Methodology (stat.ME)
Thu, 27 Jul 2023
1.Causal rule ensemble method for estimating heterogeneous treatment effect with consideration of main effects
Authors:Mayu Hiraishi, Ke Wan, Kensuke Tanioka, Hiroshi Yadohisa, Toshio Shimokawa
Abstract: This study proposes a novel framework based on the RuleFit method to estimate Heterogeneous Treatment Effect (HTE) in a randomized clinical trial. To achieve this, we adopted S-learner of the metaalgorithm for our proposed framework. The proposed method incorporates a rule term for the main effect and treatment effect, which allows HTE to be interpretable form of rule. By including a main effect term in the proposed model, the selected rule is represented as an HTE that excludes other effects. We confirmed a performance equivalent to that of another ensemble learning methods through numerical simulation and demonstrated the interpretation of the proposed method from a real data application.
2.Identifying regime switches through Bayesian wavelet estimation: evidence from flood detection in the Taquari River Valley
Authors:Flávia Castro Motta, Michel Helcias Montoril
Abstract: Two-component mixture models have proved to be a powerful tool for modeling heterogeneity in several cluster analysis contexts. However, most methods based on these models assume a constant behavior for the mixture weights, which can be restrictive and unsuitable for some applications. In this paper, we relax this assumption and allow the mixture weights to vary according to the index (e.g., time) to make the model more adaptive to a broader range of data sets. We propose an efficient MCMC algorithm to jointly estimate both component parameters and dynamic weights from their posterior samples. We evaluate the method's performance by running Monte Carlo simulation studies under different scenarios for the dynamic weights. In addition, we apply the algorithm to a time series that records the level reached by a river in southern Brazil. The Taquari River is a water body whose frequent flood inundations have caused various damage to riverside communities. Implementing a dynamic mixture model allows us to properly describe the flood regimes for the areas most affected by these phenomena.
3.Insufficient Gibbs Sampling
Authors:Antoine Luciano, Christian P. Robert, Robin J. Ryder
Abstract: In some applied scenarios, the availability of complete data is restricted, often due to privacy concerns, and only aggregated, robust and inefficient statistics derived from the data are accessible. These robust statistics are not sufficient, but they demonstrate reduced sensitivity to outliers and offer enhanced data protection due to their higher breakdown point. In this article, operating within a parametric framework, we propose a method to sample from the posterior distribution of parameters conditioned on different robust and inefficient statistics: specifically, the pairs (median, MAD) or (median, IQR), or one or more quantiles. Leveraging a Gibbs sampler and the simulation of latent augmented data, our approach facilitates simulation according to the posterior distribution of parameters belonging to specific families of distributions. We demonstrate its applicability on the Gaussian, Cauchy, and translated Weibull families.

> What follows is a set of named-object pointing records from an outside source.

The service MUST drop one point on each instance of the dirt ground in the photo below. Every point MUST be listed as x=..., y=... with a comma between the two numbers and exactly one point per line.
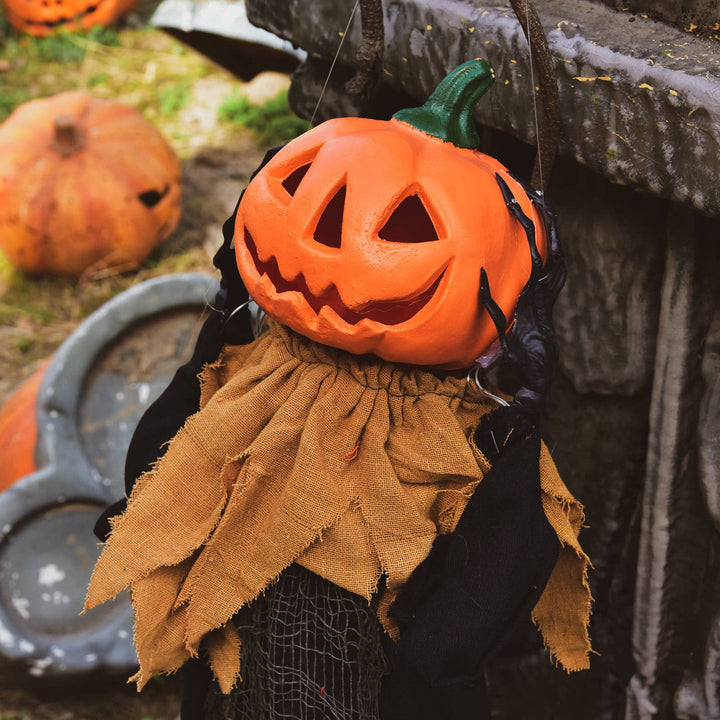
x=37, y=314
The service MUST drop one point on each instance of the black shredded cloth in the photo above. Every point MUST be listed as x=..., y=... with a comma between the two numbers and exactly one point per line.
x=309, y=650
x=480, y=583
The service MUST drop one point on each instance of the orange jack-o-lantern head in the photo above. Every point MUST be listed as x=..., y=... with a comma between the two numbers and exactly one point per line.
x=369, y=235
x=41, y=17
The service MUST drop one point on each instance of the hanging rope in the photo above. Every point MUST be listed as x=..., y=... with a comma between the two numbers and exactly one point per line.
x=368, y=57
x=549, y=126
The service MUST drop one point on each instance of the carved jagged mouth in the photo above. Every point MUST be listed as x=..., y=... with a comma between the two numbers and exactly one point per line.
x=64, y=20
x=387, y=313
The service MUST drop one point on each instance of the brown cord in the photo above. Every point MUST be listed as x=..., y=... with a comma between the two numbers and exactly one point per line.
x=368, y=57
x=547, y=81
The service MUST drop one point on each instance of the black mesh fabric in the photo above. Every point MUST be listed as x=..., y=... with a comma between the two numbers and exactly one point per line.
x=310, y=650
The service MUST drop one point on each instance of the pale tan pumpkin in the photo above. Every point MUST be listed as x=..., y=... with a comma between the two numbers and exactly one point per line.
x=84, y=183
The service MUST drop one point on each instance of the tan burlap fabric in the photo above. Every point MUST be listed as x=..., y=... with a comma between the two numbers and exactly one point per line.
x=347, y=465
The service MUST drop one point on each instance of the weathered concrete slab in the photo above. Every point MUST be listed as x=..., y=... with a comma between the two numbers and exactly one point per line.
x=640, y=100
x=95, y=389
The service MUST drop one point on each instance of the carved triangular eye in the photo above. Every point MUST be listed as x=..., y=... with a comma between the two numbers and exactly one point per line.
x=409, y=223
x=293, y=180
x=329, y=228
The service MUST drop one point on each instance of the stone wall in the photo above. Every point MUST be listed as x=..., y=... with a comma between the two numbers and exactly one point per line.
x=633, y=419
x=692, y=15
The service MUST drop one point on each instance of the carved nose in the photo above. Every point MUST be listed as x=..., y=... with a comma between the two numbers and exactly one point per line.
x=328, y=231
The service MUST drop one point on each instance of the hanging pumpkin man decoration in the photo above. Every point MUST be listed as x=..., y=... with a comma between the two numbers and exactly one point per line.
x=347, y=526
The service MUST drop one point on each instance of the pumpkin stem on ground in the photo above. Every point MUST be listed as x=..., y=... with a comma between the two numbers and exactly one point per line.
x=447, y=114
x=68, y=138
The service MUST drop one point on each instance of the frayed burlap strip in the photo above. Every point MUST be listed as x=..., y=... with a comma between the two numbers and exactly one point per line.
x=348, y=465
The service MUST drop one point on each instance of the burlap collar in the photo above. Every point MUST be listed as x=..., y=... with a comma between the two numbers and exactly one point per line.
x=347, y=465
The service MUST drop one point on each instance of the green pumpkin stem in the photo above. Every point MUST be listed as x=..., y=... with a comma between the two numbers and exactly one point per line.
x=447, y=114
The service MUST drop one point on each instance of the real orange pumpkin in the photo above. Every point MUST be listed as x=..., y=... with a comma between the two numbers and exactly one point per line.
x=18, y=430
x=84, y=182
x=369, y=235
x=41, y=17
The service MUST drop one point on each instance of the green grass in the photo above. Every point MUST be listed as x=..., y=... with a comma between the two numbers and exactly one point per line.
x=273, y=122
x=27, y=54
x=174, y=97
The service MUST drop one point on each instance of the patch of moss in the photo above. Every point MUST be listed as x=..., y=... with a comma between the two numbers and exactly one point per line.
x=273, y=122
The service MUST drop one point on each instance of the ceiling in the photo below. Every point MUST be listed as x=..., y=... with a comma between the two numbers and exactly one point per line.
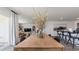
x=54, y=13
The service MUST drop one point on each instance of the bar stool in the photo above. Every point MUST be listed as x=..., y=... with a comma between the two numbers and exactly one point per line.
x=59, y=34
x=65, y=36
x=73, y=38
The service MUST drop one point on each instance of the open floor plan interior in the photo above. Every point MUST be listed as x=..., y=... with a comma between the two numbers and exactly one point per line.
x=39, y=28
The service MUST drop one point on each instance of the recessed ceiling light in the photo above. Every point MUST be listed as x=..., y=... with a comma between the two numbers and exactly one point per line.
x=77, y=18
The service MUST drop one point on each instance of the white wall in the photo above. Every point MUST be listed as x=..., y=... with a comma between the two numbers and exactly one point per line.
x=4, y=24
x=50, y=25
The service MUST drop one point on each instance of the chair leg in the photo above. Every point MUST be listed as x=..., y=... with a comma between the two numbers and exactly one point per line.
x=73, y=43
x=68, y=41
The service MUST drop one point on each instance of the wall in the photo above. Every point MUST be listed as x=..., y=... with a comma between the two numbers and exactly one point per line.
x=4, y=24
x=50, y=25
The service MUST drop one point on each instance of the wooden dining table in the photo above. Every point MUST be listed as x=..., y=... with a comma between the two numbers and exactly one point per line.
x=35, y=43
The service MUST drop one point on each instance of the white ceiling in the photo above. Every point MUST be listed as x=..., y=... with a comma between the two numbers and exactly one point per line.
x=54, y=13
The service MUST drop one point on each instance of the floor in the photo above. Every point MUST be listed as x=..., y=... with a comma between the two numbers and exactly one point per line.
x=6, y=47
x=68, y=47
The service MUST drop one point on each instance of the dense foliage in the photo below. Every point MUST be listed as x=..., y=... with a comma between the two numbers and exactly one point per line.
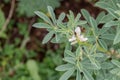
x=76, y=46
x=95, y=56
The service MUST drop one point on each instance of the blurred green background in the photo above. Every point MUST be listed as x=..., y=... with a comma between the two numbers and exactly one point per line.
x=22, y=56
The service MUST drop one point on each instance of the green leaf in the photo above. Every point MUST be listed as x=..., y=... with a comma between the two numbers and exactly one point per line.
x=93, y=49
x=33, y=69
x=48, y=37
x=117, y=63
x=43, y=16
x=87, y=75
x=28, y=7
x=115, y=71
x=64, y=67
x=117, y=37
x=67, y=74
x=41, y=25
x=95, y=62
x=52, y=15
x=111, y=23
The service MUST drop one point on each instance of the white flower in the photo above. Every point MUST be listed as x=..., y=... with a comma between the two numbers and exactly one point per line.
x=77, y=36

4.Graphical lasso for extremes
Authors:Phyllis Wan, Chen Zhou
Abstract: In this paper we estimate the sparse dependence structure in the tail region of a multivariate random vector, potentially of high dimension. The tail dependence is modeled via a graphical model for extremes embedded in the Huesler-Reiss distribution (Engelke and Hitz, 2020). We propose the extreme graphical lasso procedure to estimate the sparsity in the tail dependence, similar to the Gaussian graphical lasso method in high dimensional statistics. We prove its consistency in identifying the graph structure and estimating model parameters. The efficiency and accuracy of the proposed method are illustrated in simulated and real examples.